Class ZenoString

All Implemented Interfaces:
Comparable<UnicodeString>, AtomicMatchKey

public class ZenoString extends UnicodeString
A ZenoString is an implementation of UnicodeString that comprises a list of segments representing substrings of the total string. By convention the segments are not themselves ZenoStrings, so the structure is a shallow tree. An index holds pointers to the segments and their offsets within the string as a whole; this is used to locate the codepoint at any particular location in the string.

The segments will always be non-empty. An empty string contains no segments.

The key to the performance of the data structure (and its name) is the algorithm for consolidating segments when strings are concatenated, so as to keep the number of segments increasing logarithmically with the string size, with short segments at the extremities to allow efficient further concatenation at the ends.

For further details see the paper by Michael Kay at Balisage 2021.

  • Field Details

    • EMPTY

      public static final ZenoString EMPTY
      An empty ZenoString
  • Method Details

    • of

      public static ZenoString of(UnicodeString content)
      Construct a ZenoString from a supplied UnicodeString
      Parameters:
      content - the supplied UnicodeString
      Returns:
      the resulting ZenoString
    • codePoints

      public IntIterator codePoints()
      Get an iterator over the code points present in the string.
      Specified by:
      codePoints in class UnicodeString
      Returns:
      an iterator that delivers the individual code points
    • length

      public long length()
      Get the length of the string
      Specified by:
      length in class UnicodeString
      Returns:
      the number of code points in the string
    • isEmpty

      public boolean isEmpty()
      Ask whether the string is empty
      Overrides:
      isEmpty in class UnicodeString
      Returns:
      true if the length of the string is zero
    • getWidth

      public int getWidth()
      Get the number of bits needed to hold all the characters in this string
      Specified by:
      getWidth in class UnicodeString
      Returns:
      7 for ascii characters, 8 for latin-1, 16 for BMP, 24 for general Unicode.
    • indexOf

      public long indexOf(int codePoint, long from)
      Get the position of the first occurrence of the specified codepoint, starting the search at a given position in the string
      Specified by:
      indexOf in class UnicodeString
      Parameters:
      codePoint - the sought codePoint
      from - the position from which the search should start (0-based).
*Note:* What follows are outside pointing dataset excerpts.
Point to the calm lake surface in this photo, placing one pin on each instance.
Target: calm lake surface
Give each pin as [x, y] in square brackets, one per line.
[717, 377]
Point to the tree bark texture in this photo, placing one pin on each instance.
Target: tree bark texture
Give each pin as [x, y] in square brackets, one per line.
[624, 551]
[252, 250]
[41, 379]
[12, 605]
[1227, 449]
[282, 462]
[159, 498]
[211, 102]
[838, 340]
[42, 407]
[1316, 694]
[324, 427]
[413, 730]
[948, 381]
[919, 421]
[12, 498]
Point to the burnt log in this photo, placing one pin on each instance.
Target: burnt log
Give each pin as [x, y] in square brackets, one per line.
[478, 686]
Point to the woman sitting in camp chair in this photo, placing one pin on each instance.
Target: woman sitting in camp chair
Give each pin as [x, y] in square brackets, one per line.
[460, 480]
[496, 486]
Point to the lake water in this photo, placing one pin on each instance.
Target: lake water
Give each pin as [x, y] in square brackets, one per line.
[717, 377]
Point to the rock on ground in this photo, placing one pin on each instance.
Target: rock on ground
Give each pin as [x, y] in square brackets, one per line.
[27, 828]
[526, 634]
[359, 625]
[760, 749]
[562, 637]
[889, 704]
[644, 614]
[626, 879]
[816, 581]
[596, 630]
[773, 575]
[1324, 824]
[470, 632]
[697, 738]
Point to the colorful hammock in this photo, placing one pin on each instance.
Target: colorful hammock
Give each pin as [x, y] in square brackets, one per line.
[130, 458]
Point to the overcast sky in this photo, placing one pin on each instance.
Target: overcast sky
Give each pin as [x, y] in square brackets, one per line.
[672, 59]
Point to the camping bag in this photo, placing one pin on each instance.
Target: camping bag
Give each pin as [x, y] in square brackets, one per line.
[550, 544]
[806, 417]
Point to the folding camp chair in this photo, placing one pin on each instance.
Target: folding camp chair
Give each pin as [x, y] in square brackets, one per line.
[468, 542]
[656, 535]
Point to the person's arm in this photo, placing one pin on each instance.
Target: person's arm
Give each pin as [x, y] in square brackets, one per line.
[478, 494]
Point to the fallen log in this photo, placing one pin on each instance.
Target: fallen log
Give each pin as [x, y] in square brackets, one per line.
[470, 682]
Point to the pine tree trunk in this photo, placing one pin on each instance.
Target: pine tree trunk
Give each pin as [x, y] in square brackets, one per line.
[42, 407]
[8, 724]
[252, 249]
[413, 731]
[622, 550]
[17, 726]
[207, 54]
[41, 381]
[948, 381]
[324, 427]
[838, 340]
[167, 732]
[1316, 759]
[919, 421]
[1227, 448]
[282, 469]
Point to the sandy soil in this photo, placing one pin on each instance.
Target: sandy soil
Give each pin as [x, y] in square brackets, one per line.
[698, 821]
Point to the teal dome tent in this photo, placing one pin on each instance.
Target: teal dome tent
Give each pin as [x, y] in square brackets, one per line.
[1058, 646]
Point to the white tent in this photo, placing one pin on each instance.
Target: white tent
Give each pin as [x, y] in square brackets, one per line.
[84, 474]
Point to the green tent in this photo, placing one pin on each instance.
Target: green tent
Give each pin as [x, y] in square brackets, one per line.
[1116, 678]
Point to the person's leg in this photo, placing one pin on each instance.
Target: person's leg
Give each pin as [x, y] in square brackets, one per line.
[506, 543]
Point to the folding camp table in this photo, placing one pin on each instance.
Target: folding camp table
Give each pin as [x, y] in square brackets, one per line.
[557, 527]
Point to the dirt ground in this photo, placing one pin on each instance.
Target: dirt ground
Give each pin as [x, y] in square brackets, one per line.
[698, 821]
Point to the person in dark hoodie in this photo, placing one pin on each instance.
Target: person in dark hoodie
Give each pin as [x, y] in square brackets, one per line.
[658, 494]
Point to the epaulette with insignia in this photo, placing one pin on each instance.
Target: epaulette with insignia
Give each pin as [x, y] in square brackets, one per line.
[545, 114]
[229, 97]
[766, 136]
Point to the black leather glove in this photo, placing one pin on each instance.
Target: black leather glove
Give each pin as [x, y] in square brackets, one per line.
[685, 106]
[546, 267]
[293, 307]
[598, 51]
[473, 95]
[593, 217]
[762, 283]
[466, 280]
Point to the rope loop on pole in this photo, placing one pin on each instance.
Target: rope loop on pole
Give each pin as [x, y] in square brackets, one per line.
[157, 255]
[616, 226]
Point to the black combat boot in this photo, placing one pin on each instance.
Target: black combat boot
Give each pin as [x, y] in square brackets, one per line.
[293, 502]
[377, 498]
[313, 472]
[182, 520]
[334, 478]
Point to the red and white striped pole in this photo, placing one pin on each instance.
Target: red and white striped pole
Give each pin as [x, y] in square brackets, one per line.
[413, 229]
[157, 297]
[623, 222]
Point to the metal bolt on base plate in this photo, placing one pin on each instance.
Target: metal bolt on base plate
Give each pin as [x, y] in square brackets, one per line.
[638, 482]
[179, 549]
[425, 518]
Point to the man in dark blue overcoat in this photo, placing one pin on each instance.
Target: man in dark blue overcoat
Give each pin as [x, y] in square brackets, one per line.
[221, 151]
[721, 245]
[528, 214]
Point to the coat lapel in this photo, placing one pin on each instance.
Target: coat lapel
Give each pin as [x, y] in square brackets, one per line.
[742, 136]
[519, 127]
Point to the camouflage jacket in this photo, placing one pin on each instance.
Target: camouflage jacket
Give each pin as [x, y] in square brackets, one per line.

A negative value is treated as zero. A position beyond the end of the string results in a return value of -1 (meaning not found).
      Returns:
      the position (0-based) of the first occurrence found, or -1 if not found
      Throws:
      IndexOutOfBoundsException - if the from value is out of range
    • indexWhere

      public long indexWhere(IntPredicate predicate, long from)
      Description copied from class: UnicodeString
      Get the position of the first occurrence of a codepoint that matches a supplied predicate, starting the search at a given position in the string
      Specified by:
      indexWhere in class UnicodeString
      Parameters:
      predicate - condition that the codepoint must satisfy
      from - the position from which the search should start (0-based). A negative value is treated as zero. A position beyond the end of the string results in a return value of -1 (meaning not found).
      Returns:
      the position (0-based) of the first codepoint to match the predicate, or -1 if not found
    • codePointAt

      public int codePointAt(long index)
      Get the code point at a given position in the string
      Specified by:
      codePointAt in class UnicodeString
      Parameters:
      index - the given position (0-based)
      Returns:
      the code point at the given position
      Throws:
      IndexOutOfBoundsException - if the index is out of range
    • substring

      public UnicodeString substring(long start, long end)
      Get a substring of this codepoint sequence, with a given start and end position
      Specified by:
      substring in class UnicodeString
      Parameters:
      start - the start position (0-based): that is, the position of the first code point to be included
      end - the end position (0-based): specifically, the position of the first code point not to be included
      Returns:
      the requested substring
    • hasSubstring

      public boolean hasSubstring(UnicodeString other, long offset)
      Ask whether this string has another string as its content starting at a given offset
      Overrides:
      hasSubstring in class UnicodeString
      Parameters:
      other - the other string
      offset - the starting position in this string (counting in codepoints)
      Returns:
      true if the other string appears as a substring of this string starting at the given position.
      Throws:
      IndexOutOfBoundsException - if offset is less than zero or greater than the length of this string. Note that there is no exception if offset + other.length() exceeds this.length() - instead this results in a return value of false.
    • concat

      public ZenoString concat(UnicodeString other)
      Concatenate another string
      Overrides:
      concat in class UnicodeString
      Parameters:
      other - the string to be appended to this one
      Returns:
      the result of the concatenation (neither input string is altered)
    • writeSegments

      public void writeSegments(UnicodeWriter writer) throws IOException
      Write each of the segments in turn to a UnicodeWriter
      Parameters:
      writer - the writer to which the string is to be written
      Throws:
      IOException
    • concatSegments

      public static UnicodeString concatSegments(UnicodeString left, UnicodeString right)
    • economize

      public UnicodeString economize()
      Get an equivalent UnicodeString that uses the most economical representation available
      Overrides:
      economize in class UnicodeString
      Returns:
      an equivalent UnicodeString
    • toString

      public String toString()
      Overrides:
      toString in class Object
    • debugSegmentLengths

      public List<Long> debugSegmentLengths()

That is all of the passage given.